6. Your Riding Friends Make Mistakes
Group riding brings its own special dangers as one misjudgment can cause a pile-up faster than you realize. Someone stops to quickly, someone doesn’t recognize a danger in the road, or someone swerves causing a chain reaction that could have been avoided. It can happen to anyone. The best way to avoid it is to make sure every rider is aware of proper group riding etiquette and knows what hands signals mean. You may point out an obstacle to stay clear of, and that may be exactly where they go because they didn’t know the signal. If you’re unsure of any of it, ask questions and cover it all before you leave on the ride together.

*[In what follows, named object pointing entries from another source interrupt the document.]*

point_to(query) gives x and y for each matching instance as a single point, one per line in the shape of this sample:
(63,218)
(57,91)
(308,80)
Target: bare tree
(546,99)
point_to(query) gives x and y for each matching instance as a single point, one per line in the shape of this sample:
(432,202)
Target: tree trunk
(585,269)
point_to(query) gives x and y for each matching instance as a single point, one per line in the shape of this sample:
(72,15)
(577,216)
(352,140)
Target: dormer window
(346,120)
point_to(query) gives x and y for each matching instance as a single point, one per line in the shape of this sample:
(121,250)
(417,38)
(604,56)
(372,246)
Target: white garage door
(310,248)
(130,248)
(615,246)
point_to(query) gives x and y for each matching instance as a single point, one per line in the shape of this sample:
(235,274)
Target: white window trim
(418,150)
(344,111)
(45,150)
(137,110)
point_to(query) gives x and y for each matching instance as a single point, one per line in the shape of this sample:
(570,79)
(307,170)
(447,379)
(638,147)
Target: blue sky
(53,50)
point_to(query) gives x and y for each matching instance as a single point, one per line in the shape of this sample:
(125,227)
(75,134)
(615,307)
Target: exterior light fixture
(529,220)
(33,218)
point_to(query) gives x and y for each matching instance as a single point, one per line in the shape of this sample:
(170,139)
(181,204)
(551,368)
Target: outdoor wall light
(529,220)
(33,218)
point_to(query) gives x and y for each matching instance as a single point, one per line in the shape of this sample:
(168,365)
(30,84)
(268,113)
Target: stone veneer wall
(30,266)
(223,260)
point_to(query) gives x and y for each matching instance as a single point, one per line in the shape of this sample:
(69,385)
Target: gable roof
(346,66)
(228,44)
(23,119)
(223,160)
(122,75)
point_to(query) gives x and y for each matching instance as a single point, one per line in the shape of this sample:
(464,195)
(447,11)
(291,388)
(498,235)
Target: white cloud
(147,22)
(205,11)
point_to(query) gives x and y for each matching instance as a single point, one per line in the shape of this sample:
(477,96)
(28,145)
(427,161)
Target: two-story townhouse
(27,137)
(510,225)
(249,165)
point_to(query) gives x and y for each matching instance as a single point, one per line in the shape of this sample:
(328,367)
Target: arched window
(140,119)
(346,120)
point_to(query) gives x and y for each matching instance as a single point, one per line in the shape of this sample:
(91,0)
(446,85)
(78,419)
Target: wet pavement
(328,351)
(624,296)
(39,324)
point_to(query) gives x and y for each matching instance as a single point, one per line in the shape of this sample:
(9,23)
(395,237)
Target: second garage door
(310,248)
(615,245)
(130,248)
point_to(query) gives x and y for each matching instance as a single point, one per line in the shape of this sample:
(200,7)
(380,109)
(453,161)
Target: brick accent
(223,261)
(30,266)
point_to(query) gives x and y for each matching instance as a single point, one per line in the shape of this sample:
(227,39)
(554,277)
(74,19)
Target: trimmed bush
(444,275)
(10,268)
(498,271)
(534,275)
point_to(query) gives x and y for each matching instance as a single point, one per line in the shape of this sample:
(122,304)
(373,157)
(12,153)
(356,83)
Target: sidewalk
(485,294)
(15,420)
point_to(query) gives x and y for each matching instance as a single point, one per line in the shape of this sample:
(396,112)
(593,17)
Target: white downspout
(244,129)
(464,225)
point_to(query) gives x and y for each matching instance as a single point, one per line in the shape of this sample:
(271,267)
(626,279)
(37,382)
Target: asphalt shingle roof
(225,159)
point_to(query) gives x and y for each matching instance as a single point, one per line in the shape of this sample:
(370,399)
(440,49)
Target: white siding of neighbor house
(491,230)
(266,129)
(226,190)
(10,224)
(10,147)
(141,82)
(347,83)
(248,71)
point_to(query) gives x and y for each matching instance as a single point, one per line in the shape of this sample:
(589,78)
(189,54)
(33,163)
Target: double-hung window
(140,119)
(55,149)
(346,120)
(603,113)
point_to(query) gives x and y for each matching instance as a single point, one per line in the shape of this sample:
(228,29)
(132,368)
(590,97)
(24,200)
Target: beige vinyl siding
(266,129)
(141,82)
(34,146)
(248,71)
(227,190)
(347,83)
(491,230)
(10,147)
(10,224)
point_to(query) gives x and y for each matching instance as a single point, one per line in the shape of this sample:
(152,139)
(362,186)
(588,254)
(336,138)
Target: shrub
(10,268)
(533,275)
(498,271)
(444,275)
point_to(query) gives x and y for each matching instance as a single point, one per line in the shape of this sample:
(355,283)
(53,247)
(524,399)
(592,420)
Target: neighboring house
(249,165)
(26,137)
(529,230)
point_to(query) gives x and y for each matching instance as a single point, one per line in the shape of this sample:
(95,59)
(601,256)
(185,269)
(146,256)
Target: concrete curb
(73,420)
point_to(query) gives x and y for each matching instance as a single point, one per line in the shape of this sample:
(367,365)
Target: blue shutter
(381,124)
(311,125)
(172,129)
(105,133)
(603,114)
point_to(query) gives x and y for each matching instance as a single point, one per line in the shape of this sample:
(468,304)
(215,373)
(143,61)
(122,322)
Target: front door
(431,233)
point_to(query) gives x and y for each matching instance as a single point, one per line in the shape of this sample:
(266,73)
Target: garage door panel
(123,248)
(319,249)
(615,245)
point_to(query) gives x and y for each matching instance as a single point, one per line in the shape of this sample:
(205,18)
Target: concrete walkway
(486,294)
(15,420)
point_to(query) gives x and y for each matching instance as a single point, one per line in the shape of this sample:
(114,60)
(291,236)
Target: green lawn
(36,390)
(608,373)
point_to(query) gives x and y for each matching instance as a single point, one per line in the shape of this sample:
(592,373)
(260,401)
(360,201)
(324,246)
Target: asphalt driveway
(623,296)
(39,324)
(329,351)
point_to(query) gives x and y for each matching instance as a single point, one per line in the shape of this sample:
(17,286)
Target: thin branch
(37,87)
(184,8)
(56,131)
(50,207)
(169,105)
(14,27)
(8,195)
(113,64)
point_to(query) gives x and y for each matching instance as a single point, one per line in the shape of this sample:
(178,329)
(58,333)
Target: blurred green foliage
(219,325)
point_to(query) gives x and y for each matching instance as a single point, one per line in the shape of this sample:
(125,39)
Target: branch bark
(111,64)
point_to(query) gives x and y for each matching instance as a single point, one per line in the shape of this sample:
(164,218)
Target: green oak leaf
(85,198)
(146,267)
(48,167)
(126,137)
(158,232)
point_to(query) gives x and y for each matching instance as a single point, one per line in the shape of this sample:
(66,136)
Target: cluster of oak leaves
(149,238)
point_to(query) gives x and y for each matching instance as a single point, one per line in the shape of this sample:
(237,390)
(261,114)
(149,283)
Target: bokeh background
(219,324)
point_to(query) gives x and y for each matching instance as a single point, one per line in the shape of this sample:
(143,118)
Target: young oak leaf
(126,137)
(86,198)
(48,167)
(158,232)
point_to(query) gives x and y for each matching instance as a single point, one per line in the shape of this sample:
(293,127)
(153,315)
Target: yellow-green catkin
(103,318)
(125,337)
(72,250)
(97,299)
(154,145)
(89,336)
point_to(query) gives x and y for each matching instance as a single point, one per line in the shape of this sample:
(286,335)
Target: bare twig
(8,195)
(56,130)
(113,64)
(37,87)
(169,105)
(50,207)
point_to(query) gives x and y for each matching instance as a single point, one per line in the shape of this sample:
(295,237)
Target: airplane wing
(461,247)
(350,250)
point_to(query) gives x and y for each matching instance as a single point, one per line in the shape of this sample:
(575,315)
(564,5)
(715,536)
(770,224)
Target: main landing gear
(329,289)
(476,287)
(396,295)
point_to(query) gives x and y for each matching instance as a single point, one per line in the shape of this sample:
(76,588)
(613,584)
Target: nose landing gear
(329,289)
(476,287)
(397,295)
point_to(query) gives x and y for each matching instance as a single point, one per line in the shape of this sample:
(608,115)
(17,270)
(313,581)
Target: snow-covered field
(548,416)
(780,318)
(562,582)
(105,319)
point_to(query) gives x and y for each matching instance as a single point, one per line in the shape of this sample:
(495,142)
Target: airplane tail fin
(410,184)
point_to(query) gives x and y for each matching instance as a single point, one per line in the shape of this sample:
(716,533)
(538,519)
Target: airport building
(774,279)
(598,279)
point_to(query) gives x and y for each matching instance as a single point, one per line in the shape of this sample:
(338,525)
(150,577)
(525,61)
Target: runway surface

7. Locking the Front Brakes
The front brakes on your motorcycle are powerful. So powerful that you can flip over frontward, or just lock the front wheel enough to cause a crash. Progressive application of the brake is a skill you’ll have to master with practice. Avoiding it is going to take time and practice. Another option may to be to purchase a motorcycle with anti-lock brakes. They aren’t a safety requirement, but some would call them a must-have.
8: Night Rider
Riding at night can cause a lot of issues to arise that wouldn’t in the daylight hours. The dark can hide road debris and pavement transitions, it can help animals disappear out of your headlight, and it can make sight difficult if there are no other lights available. Riding in urban areas with street lights can cast shadows that will trick your eyes, and riding in the country can hide everything not directly in front of you. Your best idea is to avoid night riding if possible, and when it’s not avoidable, slow down to give yourself extra reaction time. You can also look into upgrades for headlights and wear good retro-reflective gear that makes you easier to see at night to other motorists.
9. Slippery When Wet
Moisture of any kind can turn dry pavement into a skating rink. The first 30 minutes of a rainstorm will carry oil from the road surface everywhere and make the road dangerously slick. If you can avoid riding in the wet, do it. Take some time to allow the initial rain to wash contaminants off the road surface before you continue your ride. Also, slow down to give yourself some reaction distance between you and other motorists.
10: Riding Impaired
You would think riding sober would be easiest to remember, but many motorcyclists are lost every year because they chose to ride impaired. Over the counter and prescribed medications impair judgment, alcohol and drugs can slow down your reactions. Riding anything less than perfect may just end in a crash.